Он позвонил секретарше и велел принести чай и печенье. Секретарша быстро вернулась с подносом, но, пока он разливал чай в тонкие чашки китайского фарфора с цветочным рисунком и добавлял туда молоко, то, видно, забыл, что я не ответила на его вопрос.
– Если хотите, вы можете переехать в Дюн-Хаус немедленно. – Он улыбнулся поверх своей чашки. – Вступите во владение.
Я приняла решение, по крайней мере – частичное.
– Мистер Симпсон, я, пожалуй, поеду туда сегодня. Ведь еще не поздно?
– Конечно. Вам следует сесть на автобус, а потом пересесть на другой. Ехать туда чуть больше часа. Я напишу вам адрес и нарисую карту, но прежде хотел бы кое-что пояснить. И убедиться, что вы четкоуяснили условия завещания…
Я была богата. Когда мистер Симпсон закончил свои комментарии, мне стало ясно, что моя жизнь никогда уже не будет такой, как прежде. Часть земли я могла продать, если захочу. Более того, один местный бизнесмен, некто Пол Митчелл, уже проявлял к этой сделке повышенный интерес. Но чтобы вступить в права наследования, я должна была согласиться сохранить Дюн-Хаус.
Когда я вышла из кафе, предвечернее солнце ярко светило меж редких туч, но все его тепло как бы испарялось, и я осознала, насколько холодными могут быть дни в конце лета на северо-востоке Англии. Восточный ветер – может, из самой Арктики! – посылал на берег волны с белыми гребешками. Над морем с пронзительными криками носились чайки. Я поежилась. Насколько я могла припомнить, я всегда не любила крика этих птиц.
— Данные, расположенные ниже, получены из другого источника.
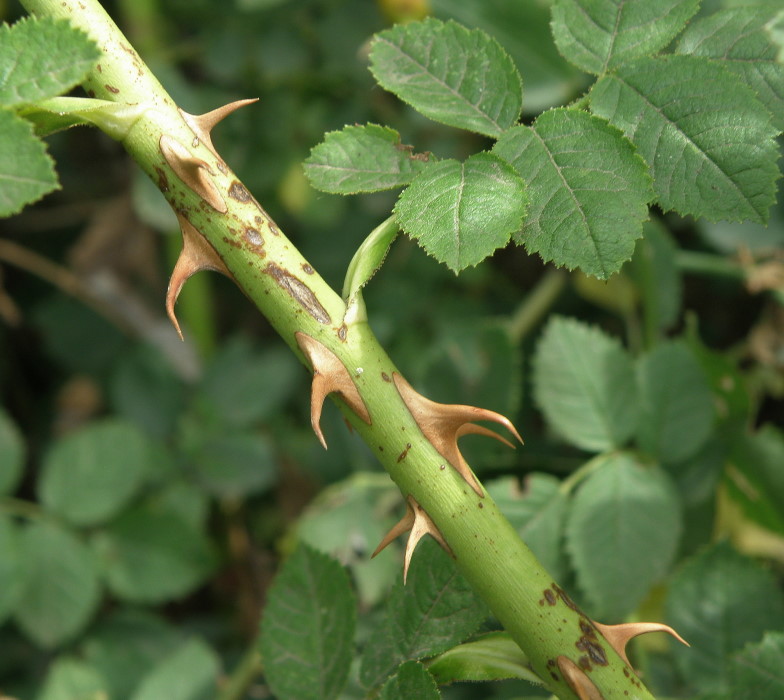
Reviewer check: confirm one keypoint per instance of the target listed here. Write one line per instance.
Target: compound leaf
(365, 158)
(461, 213)
(584, 384)
(42, 57)
(738, 38)
(307, 633)
(26, 169)
(588, 190)
(451, 74)
(708, 140)
(598, 36)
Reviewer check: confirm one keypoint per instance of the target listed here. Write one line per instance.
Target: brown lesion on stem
(442, 424)
(577, 680)
(197, 254)
(329, 375)
(194, 172)
(419, 523)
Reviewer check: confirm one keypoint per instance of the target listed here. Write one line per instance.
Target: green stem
(542, 620)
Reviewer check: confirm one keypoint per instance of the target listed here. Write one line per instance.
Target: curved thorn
(203, 124)
(577, 680)
(196, 254)
(329, 375)
(442, 424)
(618, 636)
(419, 523)
(194, 172)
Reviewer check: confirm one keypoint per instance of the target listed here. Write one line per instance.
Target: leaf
(72, 679)
(243, 386)
(189, 673)
(307, 632)
(367, 158)
(12, 454)
(11, 566)
(42, 57)
(538, 514)
(756, 672)
(676, 404)
(412, 680)
(707, 139)
(460, 213)
(61, 589)
(738, 39)
(145, 389)
(719, 601)
(491, 657)
(151, 556)
(622, 533)
(91, 475)
(451, 74)
(599, 36)
(235, 466)
(435, 610)
(756, 476)
(126, 644)
(26, 170)
(584, 384)
(588, 190)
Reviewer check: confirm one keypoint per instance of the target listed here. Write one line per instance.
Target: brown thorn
(194, 172)
(420, 524)
(197, 254)
(577, 680)
(329, 375)
(618, 636)
(203, 124)
(442, 424)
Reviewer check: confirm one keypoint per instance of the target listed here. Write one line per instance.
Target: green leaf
(243, 386)
(737, 37)
(654, 269)
(460, 213)
(72, 679)
(451, 74)
(91, 475)
(145, 389)
(189, 673)
(676, 404)
(709, 142)
(307, 632)
(42, 57)
(26, 170)
(719, 601)
(756, 672)
(756, 477)
(411, 680)
(538, 514)
(367, 158)
(126, 644)
(494, 656)
(588, 190)
(235, 466)
(152, 556)
(622, 533)
(435, 610)
(12, 454)
(11, 566)
(61, 589)
(599, 36)
(584, 385)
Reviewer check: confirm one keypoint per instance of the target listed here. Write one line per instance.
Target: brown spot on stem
(298, 291)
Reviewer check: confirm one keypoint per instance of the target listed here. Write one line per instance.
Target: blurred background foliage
(182, 472)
Стоянка такси находилась в конце квартала, рядом с небольшим продовольственным магазином, который еще не закрылся. Полосатый бело-зеленый навес, с которого капала вода, прикрывал лотки с фруктами и овощами, выставленные прямо на тротуаре.
Тут были яблоки, апельсины, чищеная морковь, темно-зеленая капуста, а также блестящие фиолетовые баклажаны и ярко-красный сладкий перец. Я заколебалась.